Gak pernah terbayangkan sebelumnya kalo saya sampe juga di daerah ini.
Denger namanya aja gak pernah hehehe. Padahal kalo melihat lokasi, sebenernya  ya gak asing banget sih buat saya. Kampung ini berada di wilayah Kabupaten Nabire. Nah, saya kan udah akrab banget dengan Nabire, saat balita, dokter PTT hingga sekarang pun beberapa kali saya tugas ke Nabire.

Ternyata, yang namanya Dikiya aja baru denger sekarang, ketika saya kebagian jatah survei untuk potensi wilyah penempatan program Nusantara Sehat. Karena bunyi kegiatannya  aja ada unsur kesehatannya, ya surveinya pun gak jauh jauh dari fasilitas kesehatan di Kampung Dikiya.
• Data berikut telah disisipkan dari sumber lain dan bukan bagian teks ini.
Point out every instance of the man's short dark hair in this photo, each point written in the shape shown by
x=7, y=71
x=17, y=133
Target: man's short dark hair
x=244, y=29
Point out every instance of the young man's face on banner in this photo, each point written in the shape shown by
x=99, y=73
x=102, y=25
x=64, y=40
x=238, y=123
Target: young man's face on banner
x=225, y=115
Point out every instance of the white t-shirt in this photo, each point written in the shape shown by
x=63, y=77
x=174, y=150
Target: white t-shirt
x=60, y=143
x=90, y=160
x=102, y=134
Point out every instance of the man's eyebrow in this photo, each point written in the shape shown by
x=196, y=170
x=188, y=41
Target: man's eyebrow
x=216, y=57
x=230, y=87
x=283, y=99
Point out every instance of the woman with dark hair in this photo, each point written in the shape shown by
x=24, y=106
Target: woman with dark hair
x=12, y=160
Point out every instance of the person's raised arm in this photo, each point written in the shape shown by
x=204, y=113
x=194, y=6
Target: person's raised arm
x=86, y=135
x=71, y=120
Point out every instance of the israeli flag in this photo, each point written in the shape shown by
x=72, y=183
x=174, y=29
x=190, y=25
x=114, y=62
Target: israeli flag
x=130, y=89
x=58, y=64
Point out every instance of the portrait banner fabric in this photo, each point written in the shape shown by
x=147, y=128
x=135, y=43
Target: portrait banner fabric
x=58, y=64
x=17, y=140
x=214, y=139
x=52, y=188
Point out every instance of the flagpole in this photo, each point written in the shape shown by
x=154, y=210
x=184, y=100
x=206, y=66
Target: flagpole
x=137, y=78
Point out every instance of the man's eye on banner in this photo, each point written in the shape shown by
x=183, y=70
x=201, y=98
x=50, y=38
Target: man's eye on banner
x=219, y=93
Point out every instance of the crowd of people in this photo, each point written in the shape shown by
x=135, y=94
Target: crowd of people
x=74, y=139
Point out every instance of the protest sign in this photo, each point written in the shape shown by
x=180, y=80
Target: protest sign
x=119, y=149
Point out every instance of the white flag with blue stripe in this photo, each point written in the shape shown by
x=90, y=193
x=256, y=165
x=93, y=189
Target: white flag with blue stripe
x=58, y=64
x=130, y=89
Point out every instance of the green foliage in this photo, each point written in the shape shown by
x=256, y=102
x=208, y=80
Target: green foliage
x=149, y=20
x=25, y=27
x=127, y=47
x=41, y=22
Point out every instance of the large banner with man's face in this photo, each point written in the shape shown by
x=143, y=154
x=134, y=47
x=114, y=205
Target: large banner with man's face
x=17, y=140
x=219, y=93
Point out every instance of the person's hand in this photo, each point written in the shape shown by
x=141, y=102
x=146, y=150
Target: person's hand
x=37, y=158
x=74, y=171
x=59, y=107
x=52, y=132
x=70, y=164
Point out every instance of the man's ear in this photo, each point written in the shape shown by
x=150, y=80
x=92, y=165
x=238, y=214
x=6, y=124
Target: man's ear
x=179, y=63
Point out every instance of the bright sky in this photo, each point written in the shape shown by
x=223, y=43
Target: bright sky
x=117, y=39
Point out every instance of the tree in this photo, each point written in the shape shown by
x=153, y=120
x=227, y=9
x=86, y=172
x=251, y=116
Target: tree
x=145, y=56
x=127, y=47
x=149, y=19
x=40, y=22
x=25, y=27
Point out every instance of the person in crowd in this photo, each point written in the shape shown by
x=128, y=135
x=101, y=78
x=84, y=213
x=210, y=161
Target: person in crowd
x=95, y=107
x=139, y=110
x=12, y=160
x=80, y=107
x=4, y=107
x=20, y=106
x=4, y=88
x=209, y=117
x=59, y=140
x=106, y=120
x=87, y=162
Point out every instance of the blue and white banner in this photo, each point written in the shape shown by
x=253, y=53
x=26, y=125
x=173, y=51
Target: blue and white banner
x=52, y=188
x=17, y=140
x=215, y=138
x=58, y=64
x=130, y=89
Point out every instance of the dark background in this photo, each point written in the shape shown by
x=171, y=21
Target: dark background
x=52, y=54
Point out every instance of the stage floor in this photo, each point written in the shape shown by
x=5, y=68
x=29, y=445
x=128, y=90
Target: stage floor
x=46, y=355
Menuju kampung ini, ternyata bukan perkara mudah. Ada 2 alternatif, yaitu: carter helikopter (gak kebayang kan? Tapi ini juga hampir saya lakukan saat mo ke Nduga dulu) atau jalan kaki minimal 3 hari (inget, 3 hari bagi kaki penduduk setempat yang udah terbiasa, kalo kaki saya??? Hadehh ngebayangin aja udah kram duluan rasanya betis nih hehehe…)
Sekarang perkara carter helikopter pun masih bermasalah. Ternyata ada beberapa perusahaan pesewaan helikopter, dan jenis helikopternya pun gak satu macem. Awalnya saya dan tim mo carter helikopter yang agak gedean ( sekedar info, helikopter model gini bisa muat sampe 11 penumpang, harga sewanya: 90 juta pp, hiiiii) tapi… tetep aja susah, 2 perusahaan yang saya hubungi gak bisa melayani karena heli-heli gede itu pada rusak. Trus carilah heli yang berukuran kecil (muat 5 orang penumpang dan harga sewanya lebih ‘murah’ yaitu 70 juta pp, hiks..). Nah, dapat juga nih perusahaan yang mo nyewain heli ini untuk kami pake 2 hari ke depan. Lah, ternyata sang pilot gak tau pasti titik koordinat Kampung Dikiya, jadi saya diminta mencari koordinat pastinya (waduh… kok jadi mirip banget pas batal ke Nduga dulu ya?)

Akhir kata, kami akhirnya ganti menyewa helikopter kecil di perusahaan lain. Tapi bukan berarti pilot perusahaan yang ini tau pasti koordinat Dikiya lho ya, sama aja belum tau posisi koordinatnya, tapi perusahaan ini janji mo nyari sendiri koordinat pastinya. Ya iyalah..saya pusing juga kalo disuruh nyari lagi, perusahaan penerbangan yang wira-wiri pedalaman Papua aja gak tau, masa saya yang kerjanya cuma wira-wiri mal dan pusat perbelanjaan musti tau, hahahaha.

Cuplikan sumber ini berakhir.